An example of one effective data capture solution is WorkMobile for Construction. An application that can be accessed via a laptop, smartphone or tablet, this solution enables information to be captured in real-time by workers both on or off site.
It can also reduce data entry costs, saving significant amounts of time previously spent on manual process, such as time keeping or filing documents.
Data capture services, such as this, help to reduce user errors, prevent damage and loss, and can save businesses money – on average over £2,000 per employee per year. As a result, this helps to increase productivity, improve operational return on investment and streamline workflows.
By replacing traditional paper forms, field workers can easily collect, monitor and share data via their mobile device, such as maintenance report forms, timesheets, locations, photos and signatures.
Some data capture apps can also give organisations live updates of when the status of a job changes – such as whether a specific task has been completed. This can help digitally record the exact progress of a project, making it easier to report back to clients or project managers.

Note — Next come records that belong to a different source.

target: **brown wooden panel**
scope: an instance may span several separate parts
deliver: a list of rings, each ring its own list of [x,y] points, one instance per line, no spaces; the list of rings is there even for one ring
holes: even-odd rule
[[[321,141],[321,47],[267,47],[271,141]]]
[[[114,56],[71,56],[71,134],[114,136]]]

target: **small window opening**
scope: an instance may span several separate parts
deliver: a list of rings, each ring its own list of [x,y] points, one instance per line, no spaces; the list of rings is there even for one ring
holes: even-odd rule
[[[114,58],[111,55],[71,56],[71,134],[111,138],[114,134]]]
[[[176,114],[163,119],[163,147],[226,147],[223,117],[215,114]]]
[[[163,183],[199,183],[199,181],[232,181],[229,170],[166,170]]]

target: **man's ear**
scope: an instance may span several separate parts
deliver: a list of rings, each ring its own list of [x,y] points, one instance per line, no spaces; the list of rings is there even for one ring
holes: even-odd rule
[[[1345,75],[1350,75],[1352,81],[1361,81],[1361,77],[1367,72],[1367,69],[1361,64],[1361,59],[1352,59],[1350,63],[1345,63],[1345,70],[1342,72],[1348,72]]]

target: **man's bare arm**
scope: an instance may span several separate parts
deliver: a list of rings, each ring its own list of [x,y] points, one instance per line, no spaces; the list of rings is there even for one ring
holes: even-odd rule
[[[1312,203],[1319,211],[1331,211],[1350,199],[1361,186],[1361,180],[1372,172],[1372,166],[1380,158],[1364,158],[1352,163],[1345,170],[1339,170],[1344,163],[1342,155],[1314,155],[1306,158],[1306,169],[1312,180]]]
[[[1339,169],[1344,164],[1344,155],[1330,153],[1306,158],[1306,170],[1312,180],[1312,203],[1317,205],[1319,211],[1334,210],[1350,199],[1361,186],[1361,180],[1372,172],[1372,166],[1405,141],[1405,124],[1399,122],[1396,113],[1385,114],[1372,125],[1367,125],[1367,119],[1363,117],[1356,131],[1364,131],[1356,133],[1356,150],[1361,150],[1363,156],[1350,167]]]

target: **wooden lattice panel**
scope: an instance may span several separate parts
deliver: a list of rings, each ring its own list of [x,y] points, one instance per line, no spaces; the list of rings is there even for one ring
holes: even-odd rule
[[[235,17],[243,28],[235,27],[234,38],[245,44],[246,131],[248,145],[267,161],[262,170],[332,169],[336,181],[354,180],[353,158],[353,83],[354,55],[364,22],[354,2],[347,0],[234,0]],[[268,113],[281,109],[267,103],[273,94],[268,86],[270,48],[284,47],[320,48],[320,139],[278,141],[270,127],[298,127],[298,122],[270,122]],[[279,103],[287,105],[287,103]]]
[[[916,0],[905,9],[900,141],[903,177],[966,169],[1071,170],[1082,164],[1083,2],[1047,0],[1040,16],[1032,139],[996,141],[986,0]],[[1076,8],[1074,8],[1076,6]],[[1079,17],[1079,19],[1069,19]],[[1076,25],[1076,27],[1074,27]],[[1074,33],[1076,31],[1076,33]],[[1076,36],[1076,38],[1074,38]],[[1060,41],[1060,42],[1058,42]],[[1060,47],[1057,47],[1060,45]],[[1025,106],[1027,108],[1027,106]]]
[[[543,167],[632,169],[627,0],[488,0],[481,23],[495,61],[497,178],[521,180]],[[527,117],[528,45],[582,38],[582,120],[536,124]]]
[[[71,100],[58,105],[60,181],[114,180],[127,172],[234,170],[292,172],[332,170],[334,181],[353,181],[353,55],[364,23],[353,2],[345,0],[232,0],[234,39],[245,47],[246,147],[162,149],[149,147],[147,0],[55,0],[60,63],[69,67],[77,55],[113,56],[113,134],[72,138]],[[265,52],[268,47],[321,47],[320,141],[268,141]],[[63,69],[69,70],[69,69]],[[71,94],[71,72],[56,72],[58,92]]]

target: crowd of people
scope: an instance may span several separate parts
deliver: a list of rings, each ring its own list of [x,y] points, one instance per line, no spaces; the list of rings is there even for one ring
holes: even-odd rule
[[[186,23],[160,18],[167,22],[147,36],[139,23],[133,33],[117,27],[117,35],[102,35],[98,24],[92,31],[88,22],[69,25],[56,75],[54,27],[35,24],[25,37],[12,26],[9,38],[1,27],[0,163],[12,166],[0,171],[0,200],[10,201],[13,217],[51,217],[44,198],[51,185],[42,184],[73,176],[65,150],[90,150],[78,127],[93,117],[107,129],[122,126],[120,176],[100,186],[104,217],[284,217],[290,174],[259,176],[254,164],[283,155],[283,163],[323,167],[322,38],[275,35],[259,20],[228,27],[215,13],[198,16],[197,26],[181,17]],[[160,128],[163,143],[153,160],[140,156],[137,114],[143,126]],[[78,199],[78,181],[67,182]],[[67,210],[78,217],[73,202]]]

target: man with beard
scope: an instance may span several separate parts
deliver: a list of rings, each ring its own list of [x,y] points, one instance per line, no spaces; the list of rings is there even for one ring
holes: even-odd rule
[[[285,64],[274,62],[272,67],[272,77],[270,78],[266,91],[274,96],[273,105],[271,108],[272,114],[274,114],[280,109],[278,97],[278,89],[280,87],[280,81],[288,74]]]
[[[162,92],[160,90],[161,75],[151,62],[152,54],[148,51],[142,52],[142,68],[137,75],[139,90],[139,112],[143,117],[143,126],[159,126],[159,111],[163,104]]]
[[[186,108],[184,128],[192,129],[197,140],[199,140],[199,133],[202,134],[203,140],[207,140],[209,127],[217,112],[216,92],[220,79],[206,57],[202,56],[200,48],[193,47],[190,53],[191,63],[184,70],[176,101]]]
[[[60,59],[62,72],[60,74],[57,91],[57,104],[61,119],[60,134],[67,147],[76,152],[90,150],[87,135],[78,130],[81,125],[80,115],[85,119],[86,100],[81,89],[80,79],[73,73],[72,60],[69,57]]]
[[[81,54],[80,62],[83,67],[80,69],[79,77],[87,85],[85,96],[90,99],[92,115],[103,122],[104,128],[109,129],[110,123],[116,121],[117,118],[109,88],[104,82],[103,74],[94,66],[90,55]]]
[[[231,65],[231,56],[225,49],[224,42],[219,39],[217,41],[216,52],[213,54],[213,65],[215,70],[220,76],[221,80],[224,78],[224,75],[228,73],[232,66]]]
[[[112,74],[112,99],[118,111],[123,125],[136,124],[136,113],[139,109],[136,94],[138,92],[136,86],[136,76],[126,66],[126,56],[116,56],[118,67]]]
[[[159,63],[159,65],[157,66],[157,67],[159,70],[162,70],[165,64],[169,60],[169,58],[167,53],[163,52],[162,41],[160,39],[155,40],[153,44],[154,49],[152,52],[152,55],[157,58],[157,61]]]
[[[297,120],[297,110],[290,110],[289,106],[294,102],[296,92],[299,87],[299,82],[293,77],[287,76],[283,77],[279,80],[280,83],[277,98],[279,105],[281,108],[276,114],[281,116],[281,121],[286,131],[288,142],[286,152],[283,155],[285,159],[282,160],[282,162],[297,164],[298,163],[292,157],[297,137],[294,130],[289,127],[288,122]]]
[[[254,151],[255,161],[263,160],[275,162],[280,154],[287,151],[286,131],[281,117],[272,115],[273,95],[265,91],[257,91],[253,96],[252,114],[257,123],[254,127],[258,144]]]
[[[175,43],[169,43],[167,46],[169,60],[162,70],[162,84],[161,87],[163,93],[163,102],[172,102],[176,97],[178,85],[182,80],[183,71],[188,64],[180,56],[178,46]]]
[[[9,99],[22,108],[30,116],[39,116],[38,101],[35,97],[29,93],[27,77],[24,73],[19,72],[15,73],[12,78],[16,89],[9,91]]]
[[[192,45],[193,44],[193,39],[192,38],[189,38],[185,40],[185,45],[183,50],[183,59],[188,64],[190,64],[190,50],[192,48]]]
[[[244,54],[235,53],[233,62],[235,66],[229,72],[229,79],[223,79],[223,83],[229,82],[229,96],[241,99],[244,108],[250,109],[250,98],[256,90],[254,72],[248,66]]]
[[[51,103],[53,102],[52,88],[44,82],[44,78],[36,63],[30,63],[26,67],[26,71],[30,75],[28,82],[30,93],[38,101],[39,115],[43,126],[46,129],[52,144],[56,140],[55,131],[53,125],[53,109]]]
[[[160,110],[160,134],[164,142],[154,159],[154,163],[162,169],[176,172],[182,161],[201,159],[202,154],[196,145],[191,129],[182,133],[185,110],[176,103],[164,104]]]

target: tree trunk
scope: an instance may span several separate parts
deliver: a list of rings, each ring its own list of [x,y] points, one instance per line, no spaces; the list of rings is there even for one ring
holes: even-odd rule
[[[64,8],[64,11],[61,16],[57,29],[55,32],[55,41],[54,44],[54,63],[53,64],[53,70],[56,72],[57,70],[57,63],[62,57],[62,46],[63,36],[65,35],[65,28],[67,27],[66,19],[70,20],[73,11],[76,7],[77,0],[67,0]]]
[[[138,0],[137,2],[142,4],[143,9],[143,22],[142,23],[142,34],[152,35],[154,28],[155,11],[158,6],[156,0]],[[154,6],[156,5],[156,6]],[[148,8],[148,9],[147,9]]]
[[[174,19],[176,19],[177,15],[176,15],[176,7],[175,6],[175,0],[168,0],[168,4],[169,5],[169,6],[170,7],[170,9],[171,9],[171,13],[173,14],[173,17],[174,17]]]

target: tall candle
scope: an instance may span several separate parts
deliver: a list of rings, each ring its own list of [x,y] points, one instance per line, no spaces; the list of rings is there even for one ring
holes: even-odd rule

Adopting readily available forms of technology, such as cloud computing, smartphone devices and data capture services, can greatly benefit the engineering sector and help bring it up-to-date.
With the spotlight now on the industry to become more tech-savvy, there is no greater time for contractors and plant engineers to get on board.
Embracing this cost-effective technology will not only help firms to remain competitive and agile, but will also lead to greater compliancy and more efficient ways of doing business.